The results showed that excluding CC5 watercourses from the labeled dataset improved the f1-score but had a negative effect on the recall of the remaining CCs, compared to training with CC1–CC5 features in the labeled dataset. It means that to achieve the optimal completeness for the clearer features, the less clear ones need to be included in the dataset. Completeness is often important for the automatic extraction of watercourses because it ensures that the features that are found have continuity and that the hydrological network is depicted correctly. Based on the results, typical machine-learning metrics, f1-score, recall, and precision, may not give an accurate validation of the result. It depends on both the requirements of the final watercourse dataset that is derived from the predictions and the post-processing steps.

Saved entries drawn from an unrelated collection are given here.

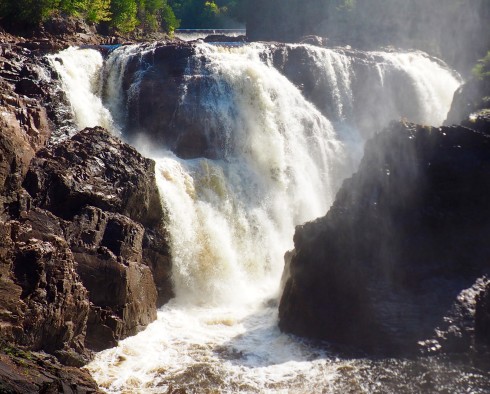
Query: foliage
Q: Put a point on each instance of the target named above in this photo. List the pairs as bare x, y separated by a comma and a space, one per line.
202, 14
122, 15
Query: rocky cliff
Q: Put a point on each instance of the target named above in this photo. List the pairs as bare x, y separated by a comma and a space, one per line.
84, 260
399, 261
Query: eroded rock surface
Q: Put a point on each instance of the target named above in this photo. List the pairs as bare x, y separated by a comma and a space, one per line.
406, 236
105, 192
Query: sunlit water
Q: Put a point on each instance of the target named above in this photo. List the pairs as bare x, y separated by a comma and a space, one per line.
231, 221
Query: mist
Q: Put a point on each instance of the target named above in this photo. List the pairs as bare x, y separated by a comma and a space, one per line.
454, 30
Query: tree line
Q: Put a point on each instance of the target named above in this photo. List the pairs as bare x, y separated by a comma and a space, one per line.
126, 16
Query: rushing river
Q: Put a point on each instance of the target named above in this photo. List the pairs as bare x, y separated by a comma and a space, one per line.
231, 220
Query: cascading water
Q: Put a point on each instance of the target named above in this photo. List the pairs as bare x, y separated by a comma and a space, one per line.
231, 216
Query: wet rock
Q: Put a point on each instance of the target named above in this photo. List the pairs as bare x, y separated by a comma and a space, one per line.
23, 371
482, 316
405, 236
471, 100
94, 168
44, 304
105, 194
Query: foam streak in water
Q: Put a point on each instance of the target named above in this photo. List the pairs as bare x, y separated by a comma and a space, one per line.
230, 220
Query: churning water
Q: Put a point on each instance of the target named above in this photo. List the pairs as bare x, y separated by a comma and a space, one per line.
232, 219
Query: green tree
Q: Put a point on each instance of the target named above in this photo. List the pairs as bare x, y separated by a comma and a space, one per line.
124, 15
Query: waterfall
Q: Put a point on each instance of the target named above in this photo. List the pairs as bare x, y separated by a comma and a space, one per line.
278, 159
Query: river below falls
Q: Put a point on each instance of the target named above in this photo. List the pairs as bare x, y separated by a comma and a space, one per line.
230, 220
241, 350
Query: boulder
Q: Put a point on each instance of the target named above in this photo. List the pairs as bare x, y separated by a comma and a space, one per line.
405, 237
44, 304
482, 316
105, 194
24, 371
95, 168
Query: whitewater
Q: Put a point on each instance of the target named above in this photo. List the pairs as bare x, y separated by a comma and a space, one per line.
232, 219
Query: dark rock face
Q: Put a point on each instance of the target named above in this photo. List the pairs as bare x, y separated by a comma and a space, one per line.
73, 273
173, 93
95, 169
29, 372
471, 101
106, 193
405, 236
482, 316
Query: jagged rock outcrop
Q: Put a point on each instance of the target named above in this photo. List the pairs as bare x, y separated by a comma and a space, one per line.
24, 121
106, 195
24, 371
166, 85
471, 103
55, 259
405, 238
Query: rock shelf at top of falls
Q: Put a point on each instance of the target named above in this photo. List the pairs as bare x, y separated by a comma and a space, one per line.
258, 141
162, 89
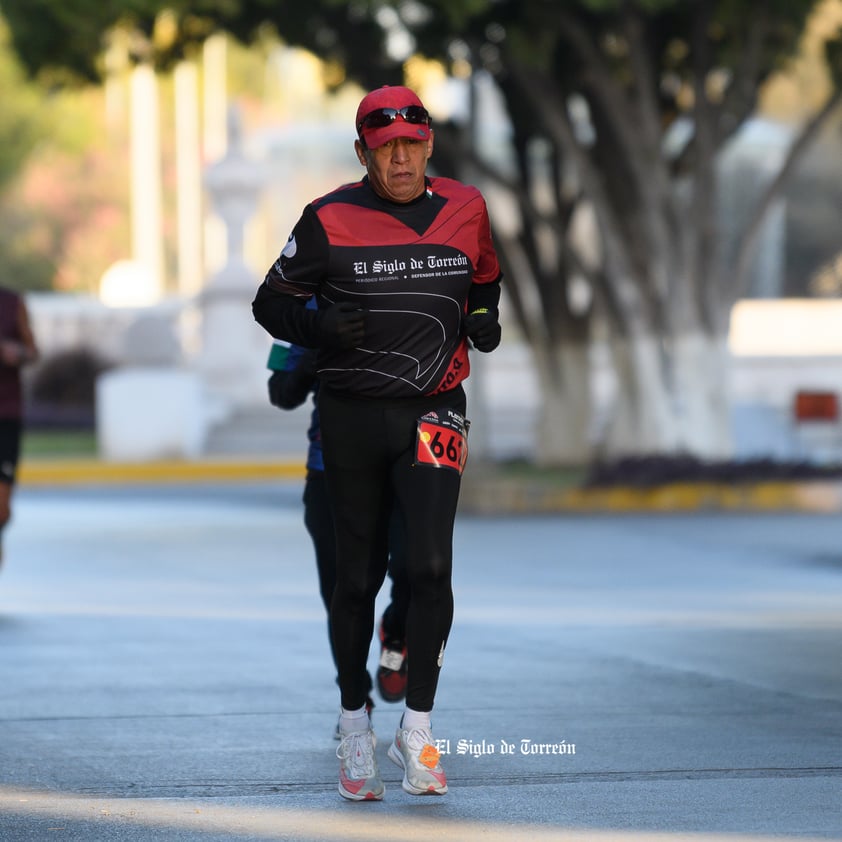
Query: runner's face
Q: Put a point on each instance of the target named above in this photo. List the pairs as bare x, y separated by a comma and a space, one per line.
396, 169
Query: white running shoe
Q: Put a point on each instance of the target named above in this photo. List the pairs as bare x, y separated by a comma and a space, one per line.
414, 750
359, 777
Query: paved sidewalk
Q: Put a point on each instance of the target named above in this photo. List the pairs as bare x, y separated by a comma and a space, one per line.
165, 675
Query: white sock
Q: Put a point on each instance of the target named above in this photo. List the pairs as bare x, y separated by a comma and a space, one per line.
413, 719
353, 720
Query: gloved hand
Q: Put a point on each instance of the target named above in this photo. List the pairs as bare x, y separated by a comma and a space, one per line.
276, 389
342, 325
483, 329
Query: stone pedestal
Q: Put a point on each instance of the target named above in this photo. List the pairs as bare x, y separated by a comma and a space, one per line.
148, 414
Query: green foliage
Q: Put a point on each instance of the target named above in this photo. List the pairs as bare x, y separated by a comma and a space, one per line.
21, 123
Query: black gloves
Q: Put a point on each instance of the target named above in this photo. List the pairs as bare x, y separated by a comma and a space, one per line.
342, 325
276, 388
483, 329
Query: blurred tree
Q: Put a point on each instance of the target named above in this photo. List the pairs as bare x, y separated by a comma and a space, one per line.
620, 110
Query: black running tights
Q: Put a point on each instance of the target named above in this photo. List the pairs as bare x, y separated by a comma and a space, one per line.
369, 449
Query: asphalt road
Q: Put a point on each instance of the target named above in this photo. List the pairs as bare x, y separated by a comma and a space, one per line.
164, 674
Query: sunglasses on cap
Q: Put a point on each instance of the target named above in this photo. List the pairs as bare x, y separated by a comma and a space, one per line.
382, 117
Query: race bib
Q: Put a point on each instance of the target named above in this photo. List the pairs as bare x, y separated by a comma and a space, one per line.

For accurate validation, the accuracy and completeness of such a final watercourse dataset need to be assessed. Watercourses are one part of a hydrological network that includes other features, for example, underground watercourses, culverts, ponds, and lakes. Automatic methods have been developed for, for example, the detection of culverts from DEMs [
36] and ponds [
37]. As the methods develop and mature, these methods need to be combined into a completely automated workflow that produces an optimal final hydrological network.

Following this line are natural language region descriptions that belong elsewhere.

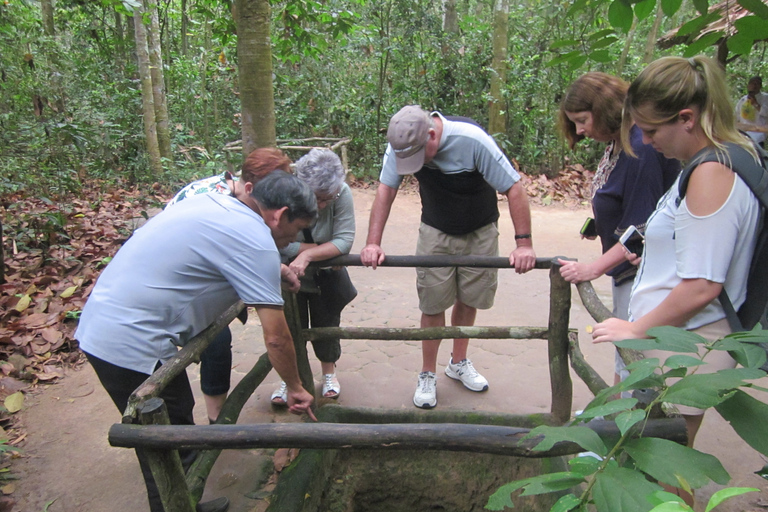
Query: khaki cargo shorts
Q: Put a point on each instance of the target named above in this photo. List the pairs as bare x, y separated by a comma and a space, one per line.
439, 287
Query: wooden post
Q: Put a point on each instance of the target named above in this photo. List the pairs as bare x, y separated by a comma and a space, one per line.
291, 310
165, 464
559, 317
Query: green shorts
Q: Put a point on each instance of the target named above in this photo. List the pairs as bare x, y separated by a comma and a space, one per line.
440, 287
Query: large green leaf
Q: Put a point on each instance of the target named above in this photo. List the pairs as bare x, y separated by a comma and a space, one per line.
752, 26
748, 417
584, 465
611, 407
675, 339
755, 6
622, 490
696, 24
708, 390
701, 5
644, 9
566, 503
628, 419
675, 464
583, 436
724, 494
502, 498
670, 7
682, 361
620, 15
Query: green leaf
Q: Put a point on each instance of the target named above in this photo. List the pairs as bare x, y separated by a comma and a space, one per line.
620, 15
622, 490
566, 503
502, 498
584, 465
755, 6
600, 34
644, 9
708, 390
577, 6
724, 494
583, 436
701, 5
603, 43
563, 43
675, 339
748, 417
740, 44
673, 506
670, 7
682, 361
752, 26
627, 420
675, 464
611, 407
696, 24
554, 482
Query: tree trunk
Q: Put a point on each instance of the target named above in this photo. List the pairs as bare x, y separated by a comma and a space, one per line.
184, 24
254, 54
450, 17
158, 83
147, 99
627, 45
497, 122
650, 43
119, 41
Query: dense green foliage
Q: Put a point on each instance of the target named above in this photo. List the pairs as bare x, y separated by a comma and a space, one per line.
70, 108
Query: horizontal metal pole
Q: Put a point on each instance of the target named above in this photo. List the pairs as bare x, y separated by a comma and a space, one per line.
444, 436
353, 260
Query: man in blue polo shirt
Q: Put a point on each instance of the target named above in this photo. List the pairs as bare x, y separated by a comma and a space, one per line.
178, 274
460, 169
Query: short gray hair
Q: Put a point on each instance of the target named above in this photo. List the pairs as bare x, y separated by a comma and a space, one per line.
279, 189
321, 169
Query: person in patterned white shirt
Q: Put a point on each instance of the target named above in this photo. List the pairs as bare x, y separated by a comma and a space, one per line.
216, 361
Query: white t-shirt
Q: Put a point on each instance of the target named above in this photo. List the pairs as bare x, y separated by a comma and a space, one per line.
174, 277
716, 247
748, 114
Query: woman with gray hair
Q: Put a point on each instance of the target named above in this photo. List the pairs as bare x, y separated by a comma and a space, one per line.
325, 291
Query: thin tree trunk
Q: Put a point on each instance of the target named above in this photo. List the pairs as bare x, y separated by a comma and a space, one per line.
627, 45
650, 43
254, 54
147, 98
119, 41
158, 83
497, 122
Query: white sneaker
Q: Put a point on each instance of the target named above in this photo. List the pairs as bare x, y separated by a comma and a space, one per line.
466, 373
280, 395
426, 391
331, 386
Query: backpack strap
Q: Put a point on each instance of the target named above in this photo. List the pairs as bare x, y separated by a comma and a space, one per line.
754, 175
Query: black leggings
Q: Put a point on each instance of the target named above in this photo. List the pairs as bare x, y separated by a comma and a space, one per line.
121, 382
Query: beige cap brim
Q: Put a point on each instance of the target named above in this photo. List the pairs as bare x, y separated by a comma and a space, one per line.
411, 164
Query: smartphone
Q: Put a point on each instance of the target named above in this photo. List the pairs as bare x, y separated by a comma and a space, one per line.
632, 240
589, 229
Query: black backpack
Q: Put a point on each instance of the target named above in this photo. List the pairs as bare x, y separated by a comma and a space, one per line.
756, 177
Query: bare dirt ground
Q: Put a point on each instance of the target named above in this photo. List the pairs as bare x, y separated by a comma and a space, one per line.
67, 464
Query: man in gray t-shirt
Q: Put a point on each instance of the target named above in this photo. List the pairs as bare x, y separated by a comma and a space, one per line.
180, 272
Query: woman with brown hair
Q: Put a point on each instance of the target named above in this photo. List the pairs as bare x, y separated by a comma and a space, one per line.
625, 188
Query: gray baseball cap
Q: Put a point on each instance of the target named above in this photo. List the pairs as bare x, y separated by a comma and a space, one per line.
408, 134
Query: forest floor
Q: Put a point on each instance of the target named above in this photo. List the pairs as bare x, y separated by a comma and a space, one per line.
64, 462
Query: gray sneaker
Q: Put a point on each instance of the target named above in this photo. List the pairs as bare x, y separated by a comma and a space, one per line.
466, 373
426, 391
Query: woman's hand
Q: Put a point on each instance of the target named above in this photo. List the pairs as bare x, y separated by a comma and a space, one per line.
614, 329
575, 272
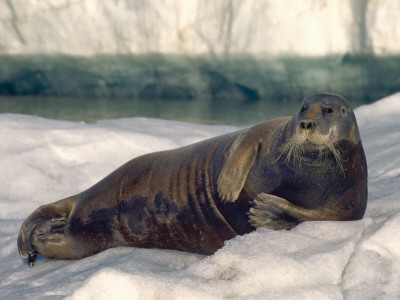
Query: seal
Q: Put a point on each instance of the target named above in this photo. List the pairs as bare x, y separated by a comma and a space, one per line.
310, 166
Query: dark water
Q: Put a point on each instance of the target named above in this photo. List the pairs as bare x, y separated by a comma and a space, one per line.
237, 91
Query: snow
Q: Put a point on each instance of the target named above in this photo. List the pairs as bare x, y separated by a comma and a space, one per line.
199, 27
44, 160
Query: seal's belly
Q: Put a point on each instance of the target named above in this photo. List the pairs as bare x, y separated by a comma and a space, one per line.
170, 203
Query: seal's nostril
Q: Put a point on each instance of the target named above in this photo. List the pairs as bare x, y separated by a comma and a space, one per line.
307, 124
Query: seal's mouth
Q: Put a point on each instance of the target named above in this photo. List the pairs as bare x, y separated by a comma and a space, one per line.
311, 148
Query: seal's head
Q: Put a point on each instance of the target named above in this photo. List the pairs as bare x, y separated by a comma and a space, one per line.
323, 123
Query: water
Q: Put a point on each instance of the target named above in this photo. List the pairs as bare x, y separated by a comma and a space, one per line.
237, 90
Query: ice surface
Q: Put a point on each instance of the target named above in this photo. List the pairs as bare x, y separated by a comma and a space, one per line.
44, 160
181, 27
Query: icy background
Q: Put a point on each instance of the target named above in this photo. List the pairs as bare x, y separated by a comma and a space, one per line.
224, 27
44, 160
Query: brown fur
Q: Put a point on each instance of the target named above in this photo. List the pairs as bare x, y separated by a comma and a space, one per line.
276, 174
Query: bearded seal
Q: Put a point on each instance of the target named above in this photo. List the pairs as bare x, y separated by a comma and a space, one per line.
310, 166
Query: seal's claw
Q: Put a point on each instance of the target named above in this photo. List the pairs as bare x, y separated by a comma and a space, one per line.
31, 259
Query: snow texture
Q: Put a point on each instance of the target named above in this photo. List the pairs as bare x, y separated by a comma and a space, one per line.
200, 27
45, 160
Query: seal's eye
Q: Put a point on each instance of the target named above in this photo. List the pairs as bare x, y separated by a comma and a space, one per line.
327, 110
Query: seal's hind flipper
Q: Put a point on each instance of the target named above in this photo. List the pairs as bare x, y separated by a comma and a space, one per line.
47, 218
277, 213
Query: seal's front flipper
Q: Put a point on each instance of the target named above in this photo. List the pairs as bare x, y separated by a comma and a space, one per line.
277, 213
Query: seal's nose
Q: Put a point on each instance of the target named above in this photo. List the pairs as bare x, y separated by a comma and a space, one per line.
307, 125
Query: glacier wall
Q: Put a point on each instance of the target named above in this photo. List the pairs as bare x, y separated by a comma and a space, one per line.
200, 27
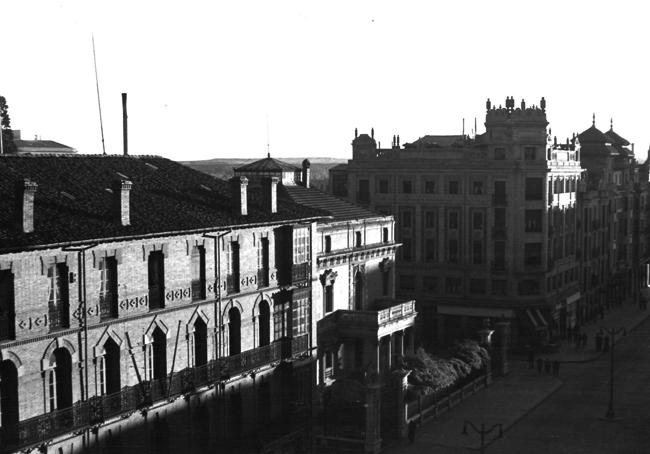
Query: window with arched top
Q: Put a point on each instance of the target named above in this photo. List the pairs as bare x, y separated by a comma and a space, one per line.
234, 331
358, 291
264, 321
8, 394
111, 367
60, 380
200, 342
159, 353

Multiple factors could have impacted both the comparison of input datasets and causes of false predictions that were not accounted for in the study. The quality of the digitized training dataset was shown to have caused false predictions. This means it also could impact the results of the input data comparison. For example, the errors of omission by the digitizer would falsely increase the f1-score of layers that would not find the missing watercourses and decrease the score for the ones that would find them. The study did not consider alternative loss functions or optimizer algorithms, nor the resolution of input and training data. Different loss functions have been shown to provide different results in, for example, road segmentation with CNN from remotely sensed, and the function should be selected based on the use case and dataset [
38]. Śliwiński et al. [
39] found that when delineating watercourses from DEMs of different resolutions, 1.5 m and 1 m resolution DEM resulted in only a small decrease in lengths of the watercourse lines, which indicates that the resolution of 0.5 m of the DEM used in our study is sufficient for capturing most watercourses.